In a previous post I looked at guardrails in VCF Automation 9.1. This post is related, but the angle is different.
Instead of describing the boundaries conceptually, I want to look at how the first layers of a VCF Automation All Apps landing zone can start to take shape using Terraform.
I say first layers deliberately. I am not trying to claim that the entire All Apps consumption model can be represented as one clean Terraform module today. Some parts of the model may still be better handled through the UI, API, Kubernetes provider or other automation.
The foundation I am looking at here includes the organization, identity provider configuration, initial access, regional quota, organization networking, regional networking and content sources. Together, these are the pieces that start to give a tenant a boundary, capacity, network attachment and something useful to consume.
The rest of the landing zone builds on top of that.
What are we building?
The goal is not to create the most complete production-grade implementation.
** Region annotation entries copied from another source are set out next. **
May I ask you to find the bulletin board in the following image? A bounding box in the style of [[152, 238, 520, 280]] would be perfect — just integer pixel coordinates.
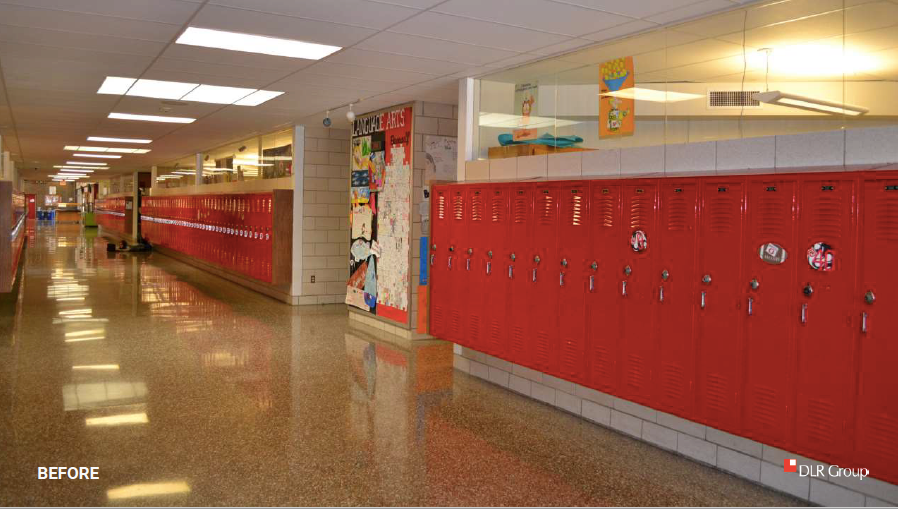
[[346, 106, 414, 325]]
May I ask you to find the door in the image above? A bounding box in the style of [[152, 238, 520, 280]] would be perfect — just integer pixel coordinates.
[[503, 184, 533, 366], [526, 183, 560, 376], [586, 181, 627, 394], [790, 175, 858, 464], [740, 177, 804, 448], [693, 178, 745, 433], [483, 185, 511, 359], [651, 179, 698, 419], [550, 182, 592, 384], [446, 185, 470, 346], [617, 180, 659, 405], [458, 185, 490, 352], [428, 186, 450, 339], [854, 173, 898, 483]]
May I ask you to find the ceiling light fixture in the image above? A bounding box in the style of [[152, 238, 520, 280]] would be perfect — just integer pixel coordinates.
[[87, 136, 153, 145], [109, 113, 196, 124], [175, 27, 343, 60], [752, 90, 870, 116]]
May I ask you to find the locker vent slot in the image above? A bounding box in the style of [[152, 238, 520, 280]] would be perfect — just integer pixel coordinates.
[[471, 192, 483, 221], [805, 399, 835, 444], [708, 193, 740, 233], [630, 194, 653, 228], [864, 414, 898, 464], [452, 194, 465, 221], [514, 192, 527, 223], [810, 193, 842, 241], [537, 194, 556, 225], [437, 193, 446, 219], [492, 194, 505, 223], [705, 373, 729, 414], [755, 187, 792, 240], [593, 189, 615, 228], [752, 386, 780, 429], [875, 195, 898, 241], [564, 190, 584, 226], [665, 190, 688, 232]]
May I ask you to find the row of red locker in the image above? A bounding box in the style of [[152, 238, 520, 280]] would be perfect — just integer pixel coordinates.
[[429, 173, 898, 482], [140, 193, 273, 283], [94, 198, 126, 235]]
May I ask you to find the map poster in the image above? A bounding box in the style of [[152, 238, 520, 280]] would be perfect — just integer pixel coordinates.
[[346, 106, 414, 325]]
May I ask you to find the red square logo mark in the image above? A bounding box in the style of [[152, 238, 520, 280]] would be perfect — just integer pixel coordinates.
[[783, 459, 798, 472]]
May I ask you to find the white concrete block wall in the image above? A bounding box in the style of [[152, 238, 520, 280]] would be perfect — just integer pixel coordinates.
[[454, 345, 898, 507], [299, 127, 350, 304]]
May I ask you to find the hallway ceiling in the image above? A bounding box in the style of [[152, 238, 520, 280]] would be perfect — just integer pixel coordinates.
[[0, 0, 748, 179]]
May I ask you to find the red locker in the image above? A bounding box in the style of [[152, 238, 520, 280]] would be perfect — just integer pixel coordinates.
[[693, 177, 745, 433], [446, 185, 470, 346], [853, 173, 898, 483], [740, 177, 804, 448], [549, 182, 594, 384], [521, 183, 561, 376], [503, 184, 533, 366], [483, 185, 511, 359], [616, 180, 658, 404], [466, 185, 486, 352], [586, 181, 626, 393], [651, 179, 699, 419], [428, 186, 450, 339], [790, 175, 858, 464]]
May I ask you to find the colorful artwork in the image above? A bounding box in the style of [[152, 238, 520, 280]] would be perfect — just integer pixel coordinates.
[[599, 57, 636, 138], [346, 107, 413, 324]]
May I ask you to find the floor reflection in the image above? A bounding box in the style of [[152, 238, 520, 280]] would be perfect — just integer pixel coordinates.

The goal is to show the sequence of objects that turn an empty All Apps organization into something that starts to look like a consumable landing zone.
At a high level, the flow looks like this:
Create the organization→ Add an identity provider→ Add initial organization access→ Assign regional quota→ Enable organization networking→ Configure regional networking→ Add optional shared subnet→ Create content library→ Create a namespace
This is not meant to describe the full platform build order. In a real environment, many provider-side constructs already exist before a tenant landing zone is created. The sequence here is simply the order I use to explain the tenant-facing foundation: start with the organization, attach identity and access, assign regional capacity, connect the organization to existing network foundation, and then move toward content and namespace consumption.
I have put the lab files used for this article in a GitHub repository. The examples are not meant to be a production module, but they show the exact resources I used while testing the landing zone flow.
Provider configuration
The first part is the Terraform provider configuration.
In my lab examples I normally use simple variable-based provider configuration. This keeps credentials and endpoints outside the actual resource definitions.
terraform { required_providers { vcfa = { source = "vmware/vcfa" version = "~> 1.1.0" } kubernetes = { source = "hashicorp/kubernetes" version = "~> 2.38" } }}
I use two vcfa provider configurations in the lab. The default provider uses the Provider Management context, mapped to the System organization. This is used for provider-side resources such as organizations, regional quota and organization networking.
provider "vcfa" { url = var.vcfa_url org = "System" auth_type = "integrated" user = var.vcfa_user password = var.vcfa_password allow_unverified_ssl = var.allow_unverified_ssl}
The second provider configuration uses the tenant organization context. I use this later when the example moves into the tenant consumption path, specifically when retrieving the kubeconfig used for Supervisor Namespace creation.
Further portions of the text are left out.